A proposta da empresa aborda um problema real: modelos de fronteira treinados com web scraping e outputs estáticos estão atingindo um plateau. A AfterQuery trabalha com especialistas de domínio para capturar seus processos de raciocínio—as árvores de decisão, trade-offs, e pensamento contextual que não existem em dados públicos. Eles estão vendendo o conhecimento invisível que separa profissionais competentes do pattern matching algorítmico.

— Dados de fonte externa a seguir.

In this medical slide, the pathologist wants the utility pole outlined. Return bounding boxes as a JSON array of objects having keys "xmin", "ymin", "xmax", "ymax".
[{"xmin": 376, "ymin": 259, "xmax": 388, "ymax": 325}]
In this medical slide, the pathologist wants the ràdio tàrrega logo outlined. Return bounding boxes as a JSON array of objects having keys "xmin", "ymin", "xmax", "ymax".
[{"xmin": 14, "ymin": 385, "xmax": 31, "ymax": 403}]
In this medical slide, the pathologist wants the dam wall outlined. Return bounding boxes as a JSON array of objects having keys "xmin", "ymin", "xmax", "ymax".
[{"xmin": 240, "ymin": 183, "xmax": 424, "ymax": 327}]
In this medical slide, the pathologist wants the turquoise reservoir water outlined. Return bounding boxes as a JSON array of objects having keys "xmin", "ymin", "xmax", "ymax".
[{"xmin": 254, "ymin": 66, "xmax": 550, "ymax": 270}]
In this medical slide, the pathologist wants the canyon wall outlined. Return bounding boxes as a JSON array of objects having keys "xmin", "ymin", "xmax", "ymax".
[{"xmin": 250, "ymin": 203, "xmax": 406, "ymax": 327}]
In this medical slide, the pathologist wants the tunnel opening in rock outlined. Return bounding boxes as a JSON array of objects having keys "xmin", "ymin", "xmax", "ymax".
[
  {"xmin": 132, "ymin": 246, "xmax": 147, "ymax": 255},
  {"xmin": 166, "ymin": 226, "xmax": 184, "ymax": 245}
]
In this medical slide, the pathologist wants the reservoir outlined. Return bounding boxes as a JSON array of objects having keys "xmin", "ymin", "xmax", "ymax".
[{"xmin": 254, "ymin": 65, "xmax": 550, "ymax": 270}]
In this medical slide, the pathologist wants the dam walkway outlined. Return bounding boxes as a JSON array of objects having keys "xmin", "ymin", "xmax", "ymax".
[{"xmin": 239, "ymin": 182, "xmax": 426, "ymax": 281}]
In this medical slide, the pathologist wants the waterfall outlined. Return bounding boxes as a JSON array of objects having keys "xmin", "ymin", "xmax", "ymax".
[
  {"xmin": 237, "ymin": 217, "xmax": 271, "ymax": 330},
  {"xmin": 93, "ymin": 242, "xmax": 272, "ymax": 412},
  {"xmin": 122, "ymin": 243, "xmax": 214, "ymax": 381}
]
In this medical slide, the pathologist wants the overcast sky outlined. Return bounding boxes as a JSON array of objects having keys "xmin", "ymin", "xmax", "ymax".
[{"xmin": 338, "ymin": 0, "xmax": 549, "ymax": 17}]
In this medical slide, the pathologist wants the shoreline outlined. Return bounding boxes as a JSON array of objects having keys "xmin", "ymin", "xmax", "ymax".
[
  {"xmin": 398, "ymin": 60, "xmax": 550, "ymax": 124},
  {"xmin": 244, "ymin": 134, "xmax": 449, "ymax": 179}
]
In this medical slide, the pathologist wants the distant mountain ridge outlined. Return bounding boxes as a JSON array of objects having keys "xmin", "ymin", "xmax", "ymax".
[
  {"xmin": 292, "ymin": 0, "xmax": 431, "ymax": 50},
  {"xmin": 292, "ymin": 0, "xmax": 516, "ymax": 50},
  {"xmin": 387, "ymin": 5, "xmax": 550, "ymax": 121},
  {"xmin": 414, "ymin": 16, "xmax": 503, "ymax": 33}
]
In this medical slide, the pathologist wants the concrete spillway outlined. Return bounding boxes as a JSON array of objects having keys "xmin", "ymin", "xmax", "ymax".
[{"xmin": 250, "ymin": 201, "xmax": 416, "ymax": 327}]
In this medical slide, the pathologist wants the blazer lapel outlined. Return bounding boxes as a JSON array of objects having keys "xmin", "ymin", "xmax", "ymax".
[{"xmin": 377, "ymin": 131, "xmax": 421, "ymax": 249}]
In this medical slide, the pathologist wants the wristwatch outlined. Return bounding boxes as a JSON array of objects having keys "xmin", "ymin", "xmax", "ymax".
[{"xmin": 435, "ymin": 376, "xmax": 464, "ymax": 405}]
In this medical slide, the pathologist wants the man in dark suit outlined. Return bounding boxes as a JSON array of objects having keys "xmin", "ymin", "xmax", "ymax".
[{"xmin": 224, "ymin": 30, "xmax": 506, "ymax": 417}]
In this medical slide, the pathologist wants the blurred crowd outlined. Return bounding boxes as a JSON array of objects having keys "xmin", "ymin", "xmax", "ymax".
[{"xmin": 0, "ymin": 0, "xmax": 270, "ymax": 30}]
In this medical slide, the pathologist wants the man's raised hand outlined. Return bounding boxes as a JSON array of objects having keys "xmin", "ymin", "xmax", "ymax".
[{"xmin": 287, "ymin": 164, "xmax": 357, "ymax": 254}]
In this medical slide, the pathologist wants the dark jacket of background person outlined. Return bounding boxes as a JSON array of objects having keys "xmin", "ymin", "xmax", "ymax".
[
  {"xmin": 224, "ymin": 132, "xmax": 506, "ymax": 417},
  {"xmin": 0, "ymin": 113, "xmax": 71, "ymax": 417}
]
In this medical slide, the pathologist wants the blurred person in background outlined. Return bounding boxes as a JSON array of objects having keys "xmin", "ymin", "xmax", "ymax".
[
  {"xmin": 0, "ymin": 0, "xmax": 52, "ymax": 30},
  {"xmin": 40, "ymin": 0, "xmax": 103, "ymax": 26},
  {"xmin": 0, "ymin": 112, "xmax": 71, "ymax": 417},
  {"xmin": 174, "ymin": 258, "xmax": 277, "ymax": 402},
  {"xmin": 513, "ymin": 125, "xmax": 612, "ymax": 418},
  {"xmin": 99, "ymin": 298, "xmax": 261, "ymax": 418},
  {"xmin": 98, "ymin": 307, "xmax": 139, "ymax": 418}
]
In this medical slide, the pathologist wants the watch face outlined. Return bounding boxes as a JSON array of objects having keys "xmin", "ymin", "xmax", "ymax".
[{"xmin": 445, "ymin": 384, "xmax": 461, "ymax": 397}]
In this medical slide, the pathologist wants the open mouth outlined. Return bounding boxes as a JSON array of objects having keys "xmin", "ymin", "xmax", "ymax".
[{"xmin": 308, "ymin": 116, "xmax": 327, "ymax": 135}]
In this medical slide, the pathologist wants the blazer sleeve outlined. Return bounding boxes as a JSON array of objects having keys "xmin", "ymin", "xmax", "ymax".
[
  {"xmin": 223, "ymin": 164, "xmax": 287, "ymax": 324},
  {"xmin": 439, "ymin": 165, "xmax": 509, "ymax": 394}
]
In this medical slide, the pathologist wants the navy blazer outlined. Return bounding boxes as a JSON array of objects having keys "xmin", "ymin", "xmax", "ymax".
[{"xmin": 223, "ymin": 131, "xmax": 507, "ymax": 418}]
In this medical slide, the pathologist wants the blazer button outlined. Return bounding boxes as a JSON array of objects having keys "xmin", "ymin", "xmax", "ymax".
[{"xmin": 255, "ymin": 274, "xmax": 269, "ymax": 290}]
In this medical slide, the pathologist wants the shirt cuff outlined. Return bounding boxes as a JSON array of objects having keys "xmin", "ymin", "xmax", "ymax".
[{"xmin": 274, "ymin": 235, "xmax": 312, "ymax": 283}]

Essa afirmação de $100 milhões em receita merece escrutínio. Três meses da fundação até receita de nove dígitos sugere que ou estão contando receita futura contratada de forma muito generosa, ou encontraram uma demanda genuinamente desesperada de laboratórios de IA batendo em muros de qualidade de dados. O timing se alinha com relatórios de que empresas como OpenAI e Anthropic estão lutando para encontrar dados de treinamento de alta qualidade além do scraping da internet.

Para desenvolvedores, isso sinaliza para onde o disco está indo: dados sintéticos e datasets rotulados por especialistas estão se tornando infraestrutura, não nice-to-haves. Se os números de receita da AfterQuery se sustentarem, esperem mais startups perseguindo a mesma oportunidade—e custos mais altos para dados de treinamento de qualidade em geral.